Di dalam wakaf, tidak disebutkan bahwa pemberi wakaf tidak harus seorang Muslim. Sebab tidak ada persyaratan harus seorang Muslim. Dalam hal ini, Katib Syuriyah Pengurus Besar Nahdlatul Ulama (PBNU) ini menerangkan pernyataan dari Syekh Zakariya Al-Anshari dalam Fathul Wahhab bi Syarhi Manhajith Thullab, Beirut, Darul Kutub Al-‘Ilmiyyah, 1418 H, juz I, halaman 440 yakni:


أَرْكَانُهُ) أَرْبَعَةٌ (مَوْقُوْفٌ وَمَوْقُوْفٌ عَلَيْهِ وَصِيْغَةٌ وَوَاقِفٌ وَشُرِطَ فِيْهِ) أَيْ فِي الْوَاقِفِ (كَوْنُهُ مُخْتَارًا) وَالتَّصْرِيْحُ بِهِ مِنْ زِيَادَتِيْ (أَهْلُ تَبَرُّعٍ) فَيَصِحُّ مِنْ كَافِرٍ وَلَوْ لِمَسْجِدٍ


Artinya: “Rukun wakaf ada empat yaitu harta benda yang diwakafkan, pihak penerima wakaf, pernyataan wakaf, dan pihak yang mewakafkan. Disyaratakan pihak yang memberi wakaf adalah ia orang yang secara sukarela memberikannya (mukhtar), dan penjelasan tambahan dari saya dalam hal ini adalah ia merupakan ahlu tabarru’ (orang cakap dalam kebajikan). Karenanya sah wakaf dari orang non-Muslim dan walaupun wakaf tersebut untuk masjid,”

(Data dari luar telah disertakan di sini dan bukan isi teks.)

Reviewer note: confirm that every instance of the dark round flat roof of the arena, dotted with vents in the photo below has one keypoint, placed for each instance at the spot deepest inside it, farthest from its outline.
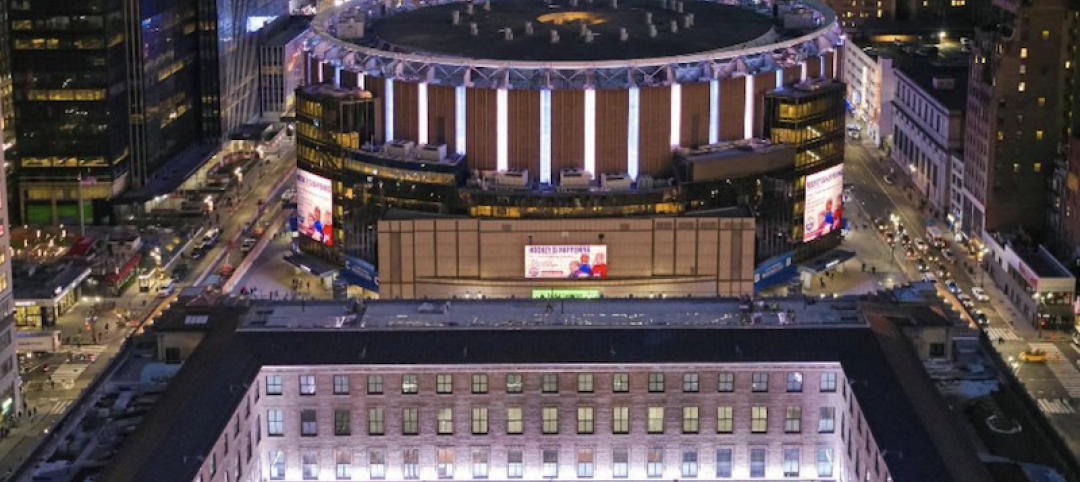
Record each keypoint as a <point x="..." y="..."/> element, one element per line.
<point x="431" y="31"/>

Ia menjelaskan pula bahwa harta yang telah diwakafkan tidak lagi menjadi hak milik ahli waris wakif (pemberi wakaf) dan ahli waris nazhir (pengelola wakaf). Kepemilikan wakaf, sebagaimana madzhab Syafi’i, harus dikembalikan kepada Allah.


“Jadi, wakaf itu harta seseorang yang sudah dialihkan kepemilikannya kepada publik dan statusnya milik Allah,” pungkas Kiai Sarmidi.


Pengertian Wakaf
Secara bahasa, wakaf berasal dari kata waqafa-yaqifu-waqfan yang berarti berhenti atau menahan. Sementara menurut istilah (fikih), wakaf adalah menahan pokok harta benda wakaf dan menyalurkan manfaat atau hasilnya. (Tim Badan Wakaf Indonesia, Buku Pintar Wakaf, Jakarta, tanpa tahun terbit, halaman 6).


Pasal 1 Undang-Undang Nomor 41 Tahun 2004 menyebutkan, wakaf adalah perbuatan hukum wakif untuk memisahkan dan/atau menyerahkan sebagian harta benda miliknya untuk dimanfaatkan selamanya atau untuk jangka waktu tertentu sesuai dengan kepentingannya guna keperluan ibadah dan/atau kesejahteraan umum menurut syariah.


Wakaf juga boleh menggunakan uang atau melalui uang. Hal ini berdasarkan Fatwa Majelis Ulama Indonesia (MUI) tentang Wakaf Uang yang ditetapkan pada 11 Mei 2022 silam. MUI memutuskan lima poin terkait wakaf uang ini.


Pertama, wakaf uang adalah wakaf yang dilakukan seseorang, kelompok orang, lembaga atau badan hukum dalam bentuk uang tunai. Kedua, termasuk ke dalam pengertian uang adalah surat-surat berharga. Ketiga, wakaf uang hukumnya jawaz (boleh).


Keempat, wakaf uang hanya boleh disalurkan dan digunakan untuk hal-hal yang dibolehkan secara syar’i. Kelima, nilai pokok wakaf uang harus dijamin kelestariannya, tidak boleh dijual, dihibahkan, dan/atau diwariskan.